Creates a sorted frequency list given a frequency dictionary

**Param** freq_dict: Frequnecy dictionary  
**Return**: A 2d list where the first row is frequency and the second row is the string

In [4]:
def sort_freq_dict(freq_dict):
    sorted_list = [(freq_dict[key], key) for key in freq_dict]
    sorted_list.sort()
    sorted_list.reverse()
    return sorted_list

Creates a spellchecker dictionary where the key is the misspelled word and the key-value is the most likely corrected word

**Param** input_list: List of misspelled words  
**Return**: A spellecheck dictionary

In [5]:
def spellcheck_dict_init(input_list):
    spell = SpellChecker(distance=1)
    spellchecked_dict = {}
    for word in input_list:
        spellchecked_dict[word] = spell.correction(word)
    return spellchecked_dict

Given a misspelled string token, return the most likely corrected word

**Param** token: Misspelled token  
**Return**: A correctly spelled word

In [6]:
def spellcheck_token(token):
    fixed_token = ''
    if(token != ''):
        fixed_token = spellcheck_dict[token]
    return fixed_token

In [None]:
def crosscorr(df_x, df_y, lag=0)

### Main

In [7]:
# Import csv to search term data frame
df = import_csv_df_first_col("searchTerms.csv")

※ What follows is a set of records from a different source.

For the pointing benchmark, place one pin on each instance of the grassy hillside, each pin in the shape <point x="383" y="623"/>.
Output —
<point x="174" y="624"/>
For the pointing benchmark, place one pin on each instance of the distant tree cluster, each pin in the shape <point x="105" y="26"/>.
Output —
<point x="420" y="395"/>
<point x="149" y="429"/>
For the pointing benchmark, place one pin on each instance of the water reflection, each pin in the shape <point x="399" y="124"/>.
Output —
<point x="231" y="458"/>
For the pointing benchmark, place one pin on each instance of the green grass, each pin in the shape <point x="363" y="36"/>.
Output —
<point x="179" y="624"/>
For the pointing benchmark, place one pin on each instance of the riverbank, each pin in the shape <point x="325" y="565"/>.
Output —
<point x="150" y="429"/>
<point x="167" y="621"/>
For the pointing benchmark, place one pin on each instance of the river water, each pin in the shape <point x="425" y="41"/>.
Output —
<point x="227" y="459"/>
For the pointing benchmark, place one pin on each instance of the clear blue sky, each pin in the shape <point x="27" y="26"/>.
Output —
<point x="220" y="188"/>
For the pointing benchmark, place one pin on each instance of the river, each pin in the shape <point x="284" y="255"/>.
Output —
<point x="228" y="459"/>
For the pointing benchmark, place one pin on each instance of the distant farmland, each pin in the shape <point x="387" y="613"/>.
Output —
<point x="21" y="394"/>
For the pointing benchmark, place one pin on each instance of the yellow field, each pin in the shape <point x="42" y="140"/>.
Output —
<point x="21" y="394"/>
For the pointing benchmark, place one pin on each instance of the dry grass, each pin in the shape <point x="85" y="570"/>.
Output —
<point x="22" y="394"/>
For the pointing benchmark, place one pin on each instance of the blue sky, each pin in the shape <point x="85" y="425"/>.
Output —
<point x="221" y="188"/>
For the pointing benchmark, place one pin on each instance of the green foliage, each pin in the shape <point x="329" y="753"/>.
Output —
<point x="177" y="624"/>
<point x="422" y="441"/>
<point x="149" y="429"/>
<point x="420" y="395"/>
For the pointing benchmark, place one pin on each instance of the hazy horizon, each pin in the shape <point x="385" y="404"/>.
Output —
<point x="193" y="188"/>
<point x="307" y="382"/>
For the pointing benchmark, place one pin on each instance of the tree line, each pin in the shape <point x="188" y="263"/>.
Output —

# This section of code filters the data from the dataset by removing non-alphabet characters, 
%time df["Removed Numbers"] = df["Raw Data"].str.replace('[0-9]', '')
%time df["Alphabet Only"] = df["Removed Numbers"].str.replace('[^a-zA-Z]', '')

Wall time: 1.1 s
Wall time: 892 ms


In [8]:
%%time
# This section of code spellchecks the dataset
spellcheck_dict = spellcheck_dict_init(df["Alphabet Only"].tolist())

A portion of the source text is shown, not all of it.